Meine Damen und Herren, mehr Freizügigkeit ist gut, wenn es ausreichende Sicherheit gibt. Am deutschen Arbeitsmarkt fehlen aber die zentralen Sicherungen gegen einen Lohnunterbietungswettbewerb.

(Beifall bei der LINKEN)

Die Bundesregierung ermöglicht es den Arbeitgebern - im Rahmen der bisherigen Gesetze, versteht sich -, völlig legal Löhne zu drücken und Arbeitsbedingungen zu verschärfen. Meine Damen und Herren, dagegen gibt es nur ein Rezept: Der flächendeckende gesetzliche Mindestlohn muss her, und zwar sofort.

(Beifall bei der LINKEN)

In unserem im Januar eingebrachten Antrag haben wir Eckpunkte aufgezeigt, dass ein Mindestlohn eine wesentliche Voraussetzung erfüllt. Er gewährleistet, dass durch eine Vollzeitbeschäftigung ein Einkommen über dem Existenzminimum erzielt werden kann und erzielt werden muss.

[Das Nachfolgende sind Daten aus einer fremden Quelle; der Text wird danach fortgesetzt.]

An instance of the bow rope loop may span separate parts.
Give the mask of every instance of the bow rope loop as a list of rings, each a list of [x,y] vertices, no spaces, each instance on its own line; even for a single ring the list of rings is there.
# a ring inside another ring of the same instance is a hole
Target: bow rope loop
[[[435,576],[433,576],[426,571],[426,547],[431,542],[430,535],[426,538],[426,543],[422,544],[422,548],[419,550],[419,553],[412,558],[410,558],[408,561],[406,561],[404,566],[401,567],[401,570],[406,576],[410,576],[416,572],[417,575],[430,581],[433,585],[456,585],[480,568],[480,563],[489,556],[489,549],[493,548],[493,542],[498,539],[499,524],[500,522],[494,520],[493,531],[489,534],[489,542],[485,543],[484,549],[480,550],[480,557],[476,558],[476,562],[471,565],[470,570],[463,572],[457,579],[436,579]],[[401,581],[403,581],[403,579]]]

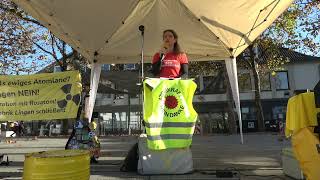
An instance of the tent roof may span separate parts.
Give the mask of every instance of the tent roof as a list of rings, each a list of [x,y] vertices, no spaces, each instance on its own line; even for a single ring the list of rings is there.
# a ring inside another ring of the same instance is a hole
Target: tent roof
[[[150,61],[174,29],[190,60],[237,56],[293,0],[14,0],[90,61]]]

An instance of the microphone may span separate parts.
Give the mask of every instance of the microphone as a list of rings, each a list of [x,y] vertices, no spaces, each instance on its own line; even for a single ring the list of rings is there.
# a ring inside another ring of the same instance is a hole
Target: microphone
[[[167,50],[168,48],[166,46],[163,47],[165,50]],[[165,58],[166,54],[161,52],[160,53],[160,60],[163,61],[163,59]]]

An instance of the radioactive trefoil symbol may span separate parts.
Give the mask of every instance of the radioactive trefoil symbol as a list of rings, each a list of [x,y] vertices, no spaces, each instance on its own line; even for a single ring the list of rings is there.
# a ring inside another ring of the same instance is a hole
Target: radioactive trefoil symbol
[[[80,103],[80,94],[71,94],[72,84],[66,84],[61,87],[61,90],[66,94],[65,99],[62,99],[57,102],[59,108],[67,107],[69,101],[74,102],[76,105]]]

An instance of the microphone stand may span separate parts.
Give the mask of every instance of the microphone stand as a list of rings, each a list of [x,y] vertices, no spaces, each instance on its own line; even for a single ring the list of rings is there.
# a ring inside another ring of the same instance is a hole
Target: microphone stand
[[[140,77],[140,87],[141,87],[141,98],[139,98],[139,103],[142,106],[142,110],[140,113],[140,130],[141,129],[141,123],[143,121],[143,111],[144,111],[144,105],[143,105],[143,80],[144,80],[144,59],[143,59],[143,49],[144,49],[144,25],[139,26],[139,31],[141,32],[141,77]]]

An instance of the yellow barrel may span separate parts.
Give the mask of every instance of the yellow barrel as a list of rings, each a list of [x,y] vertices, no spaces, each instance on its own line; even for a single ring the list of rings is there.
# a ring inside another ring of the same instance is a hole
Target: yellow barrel
[[[86,150],[56,150],[25,155],[24,180],[88,180],[90,156]]]

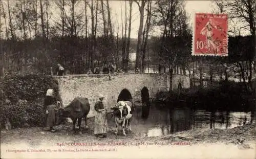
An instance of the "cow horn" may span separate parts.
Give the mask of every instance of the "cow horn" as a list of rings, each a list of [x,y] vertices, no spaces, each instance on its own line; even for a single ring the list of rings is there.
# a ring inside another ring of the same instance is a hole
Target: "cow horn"
[[[61,104],[60,104],[60,101],[57,101],[57,110],[59,110],[60,109],[61,107]]]

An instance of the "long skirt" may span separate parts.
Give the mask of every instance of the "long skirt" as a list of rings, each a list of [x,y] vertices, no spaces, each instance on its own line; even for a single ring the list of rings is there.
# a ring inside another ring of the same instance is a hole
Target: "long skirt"
[[[55,125],[55,105],[49,105],[47,106],[47,110],[48,110],[49,113],[46,120],[47,127],[53,127]]]
[[[94,134],[106,133],[108,122],[106,114],[103,112],[96,112],[94,118]]]

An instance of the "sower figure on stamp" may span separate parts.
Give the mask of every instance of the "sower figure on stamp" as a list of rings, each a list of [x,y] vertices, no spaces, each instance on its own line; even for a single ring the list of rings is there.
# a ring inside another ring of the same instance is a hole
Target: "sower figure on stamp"
[[[56,105],[54,104],[55,102],[56,99],[53,96],[53,89],[47,90],[44,103],[44,111],[46,113],[45,124],[46,127],[50,127],[49,130],[52,132],[56,131],[53,129],[53,126],[55,125],[55,108]]]
[[[219,49],[217,45],[215,43],[213,39],[214,28],[219,30],[220,31],[222,31],[221,28],[219,28],[219,27],[216,25],[217,22],[214,21],[213,16],[211,16],[209,17],[209,21],[208,21],[204,26],[204,28],[201,30],[200,34],[205,35],[206,37],[206,42],[207,45],[208,50],[210,50],[211,46],[212,46],[214,49],[215,52],[219,52]]]
[[[106,137],[108,122],[106,121],[106,110],[104,108],[102,101],[104,97],[99,96],[99,101],[95,103],[94,109],[96,114],[94,118],[94,134],[100,138]]]

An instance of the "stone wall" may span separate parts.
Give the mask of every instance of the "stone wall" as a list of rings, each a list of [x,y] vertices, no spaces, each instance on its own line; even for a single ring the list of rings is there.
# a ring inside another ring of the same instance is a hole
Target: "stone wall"
[[[169,76],[164,74],[125,73],[110,76],[108,74],[79,75],[53,77],[58,81],[64,106],[67,106],[78,96],[89,99],[91,110],[89,117],[94,115],[94,106],[98,100],[99,94],[104,96],[104,105],[109,109],[111,105],[115,104],[119,94],[123,88],[128,89],[134,97],[136,90],[140,92],[143,86],[146,86],[150,96],[154,97],[158,92],[167,90],[169,87]],[[175,76],[173,89],[178,88],[180,82],[182,87],[184,85],[187,87],[186,78],[185,76]]]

Dass CDU und FDP unseren Antrag ablehnen werden, überrascht uns nicht. Dass aber SPD und Grüne den Antrag ablehnen mit der Begründung, 10 Euro seien zu hoch, macht uns sehr nachdenklich und ist überhaupt nicht nachvollziehbar.

(Ronald Schminke [SPD]: Das hat doch keiner gesagt!)

Ich möchte Ihnen jetzt einmal darlegen, warum die Höhe der Mindestforderung von 10 Euro gerechtfertigt ist.

Zu dem Kollegen Schminke: Lesen Sie die Protokolle nach, dann können Sie es sehen!